Все зависит от цели войны. В нынешнем случае — какая великодушная цель! Освобождение угнетенных!.. Идея войны бескорыстна и свята!

— Ужас!..

— Да, верно — ужас… Но и гроза ужас. Валит деревья, молнией сжигает дома… Но и очищает воздух. Эта война тоже очистит воздух от скопившихся миазмов. Она излечит наши души, прогонит позорную трусость и лень. Эта война укрепит слабых сознанием нашего самопожертвования. Дух всего Русского народа, а с ним и освобожденного славянства, подымется и воспарит от сознания солидарности и общего единения, составляющих то, что мы называем нацией!.. Ведь, сударыня, нет ничего выше сознания исполненного долга!.. А когда притом долг в хорошем святом деле — что выше и лучше этого?

Не того ожидала Вера от писателя Достоевского, «пророка», «провидца», «читавшего в душах людей», самого так много пострадавшего. Она встала и сказала, протягивая руку:

— Благодарю вас… И простите, что обеспокоила и отняла ваше время… Вас, верно, часто так беспокоят… Прощайте.

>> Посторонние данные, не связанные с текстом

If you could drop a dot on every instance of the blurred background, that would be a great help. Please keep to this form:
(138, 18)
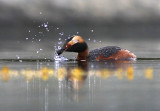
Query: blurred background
(32, 28)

Достоевский проводил Веру. Он отложил тяжелый тугой крюк входной двери. Когда Вера уже была на лестнице, пронизанной золотыми лучами солнца, игравшими перламутровыми пылинками, Достоевский вышел за Верой на площадку и, осиянный солнцем, сказал глубоко, сильно и проникновенно:

— Помните слова Христа: «Больше сея любве никто же имать, да кто душу свою положит за други своя»… Тут — это… В полной мере-с… В полной-с!..

Вера остановилась. Она одной рукой держалась за перила лестницы и повернулась лицом к писателю. Серебром горели волосы, тонкая бородка шевелилась на груди. Глаза смотрели остро и строго… «Пророк», — подумала Вера.